Telcos seek rollback of compensation ruling by TRAI

Industry bodies COAI and AUSPI have expressed reservations about the misuse of the compensation regulations, that might result in huge losses for operators

Published Date
28 - Oct - 2015
| Last Updated
28 - Oct - 2015
 
Telcos seek rollback of compensation ruling by TRAI

Telecom operators in the country on Tuesday requested the withdrawal of the call drop compensation regulations, before a scheduled meeting with TRAI on October 29. The operators have warned that mobile tariff may be hiked if the recent rulings by TRAI regarding call drops compensation come into effect.

Representing GSM and CDMA operators, COAI and AUSPI have jointly addressed a letter to the telecom regulator, expressing their concerns regarding the new guidelines. Terming the ruling as “coercive” and “grossly unjust”, the telcos have requested a rollback of the regulations. The letter has indicated that such regulations will be “catastrophic” for the industry. It will severely impact the profitability of the business, which will in turn force the telcos to raise tariffs. According to estimates, the industry will be burdened, and incur a cost of Rs. 54,131 crore by way of compensation, even if 50 percent of the users are to be compensated. "The market is already agog with talk that all a consumer has to do is to engineer three call drops every day, and get Rs. 90 reduction in the monthly bill. In a country where the average ARPU is Rs. 125, the impact of such a regulation is frightening," the letter said.

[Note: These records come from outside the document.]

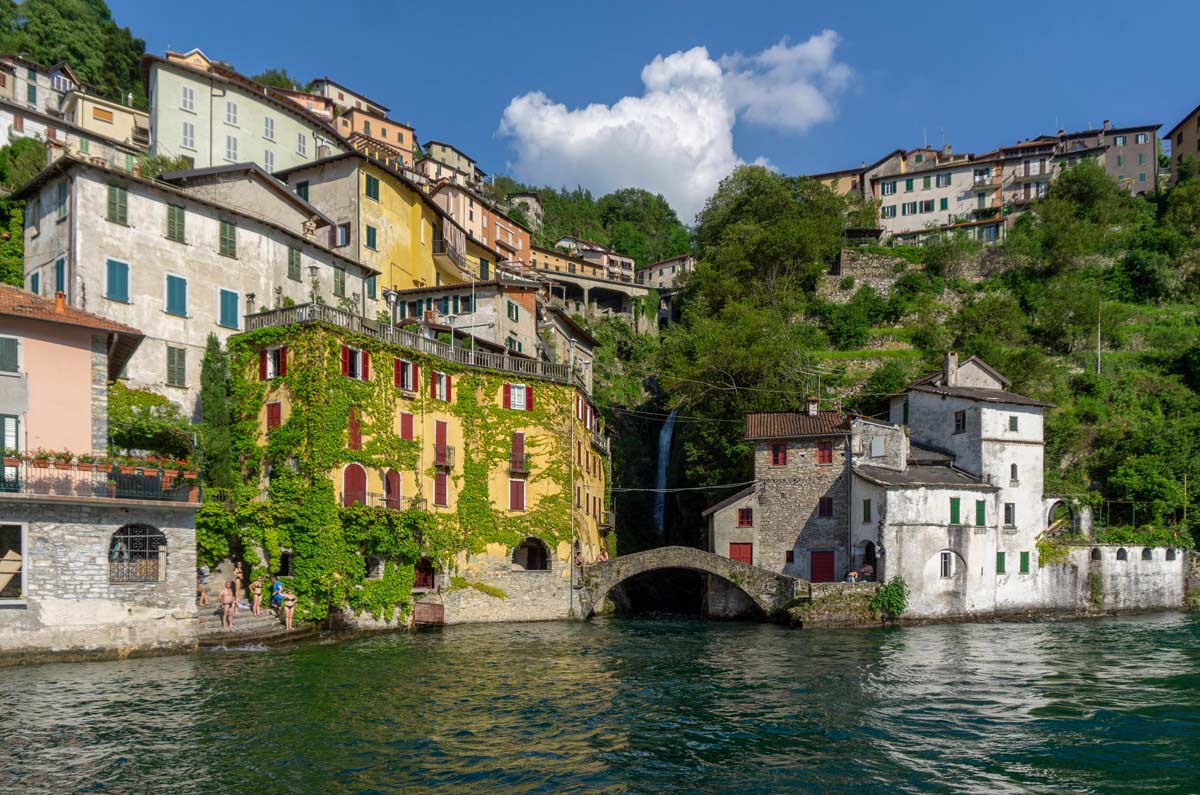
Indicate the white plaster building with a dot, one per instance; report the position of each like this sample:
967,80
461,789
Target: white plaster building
179,259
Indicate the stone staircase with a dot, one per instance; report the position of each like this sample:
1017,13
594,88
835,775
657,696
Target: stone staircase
247,628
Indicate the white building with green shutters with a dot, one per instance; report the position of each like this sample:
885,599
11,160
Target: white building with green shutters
179,257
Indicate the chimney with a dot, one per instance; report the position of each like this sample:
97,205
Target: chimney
951,369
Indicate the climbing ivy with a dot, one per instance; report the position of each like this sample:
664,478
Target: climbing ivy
295,465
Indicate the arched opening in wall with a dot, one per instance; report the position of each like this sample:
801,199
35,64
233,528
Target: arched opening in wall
137,554
532,555
425,574
354,485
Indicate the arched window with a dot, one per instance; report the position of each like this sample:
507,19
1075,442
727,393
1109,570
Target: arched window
532,555
354,485
391,491
137,554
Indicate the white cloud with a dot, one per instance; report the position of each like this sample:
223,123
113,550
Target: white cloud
677,138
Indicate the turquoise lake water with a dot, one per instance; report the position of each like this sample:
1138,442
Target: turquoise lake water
629,706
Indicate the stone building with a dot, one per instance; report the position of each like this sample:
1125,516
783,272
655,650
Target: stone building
793,518
94,560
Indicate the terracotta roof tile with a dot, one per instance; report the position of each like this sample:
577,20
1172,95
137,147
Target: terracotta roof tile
792,424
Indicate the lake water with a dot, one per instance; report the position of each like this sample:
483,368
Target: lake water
629,706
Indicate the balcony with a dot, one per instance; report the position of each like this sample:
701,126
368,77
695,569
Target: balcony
37,478
443,456
447,255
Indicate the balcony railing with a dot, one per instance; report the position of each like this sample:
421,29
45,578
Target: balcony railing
114,483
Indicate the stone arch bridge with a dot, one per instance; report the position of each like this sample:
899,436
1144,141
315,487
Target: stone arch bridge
768,590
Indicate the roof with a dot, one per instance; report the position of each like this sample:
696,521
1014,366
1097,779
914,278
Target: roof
981,394
793,424
257,172
359,94
16,302
66,161
729,501
922,476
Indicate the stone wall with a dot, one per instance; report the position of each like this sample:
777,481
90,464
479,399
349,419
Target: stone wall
71,607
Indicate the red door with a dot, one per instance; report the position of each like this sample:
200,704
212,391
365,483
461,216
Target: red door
821,567
742,551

The letter has also pointed out the technical shortcomings of the regulations. According to the operators, the rulings are based on ideal conditions with no call drops. Whereas, the letter notes, wireless networks can seldom operate with zero call drops, since it is technically impossible to provide full network capacity and coverage everywhere. "Technically impossible to provide drop free experience in basements, examples of lifts and across thick walls, forest or water which kills the waves faster, and significantly less supply of spectrum against requirement would further compromise this grade of service," the letter added.

Operators have also observed in the letter that, "Such a regulation is not pursuant to the provisions of the TRAI Act. There is no violation of licence conditions by the service providers, compensation being a matter not covered under TRAI Act and this regulation is not in regard to ensuring quality of service."

TRAI has scheduled a meeting with the CEOs of telecom companies on Thursday to discuss the issues regarding the new compensatory regulations. If the regulator refuses to budge from its position, telcos may approach the telecom tribunal TDSAT, to challenge the ruling.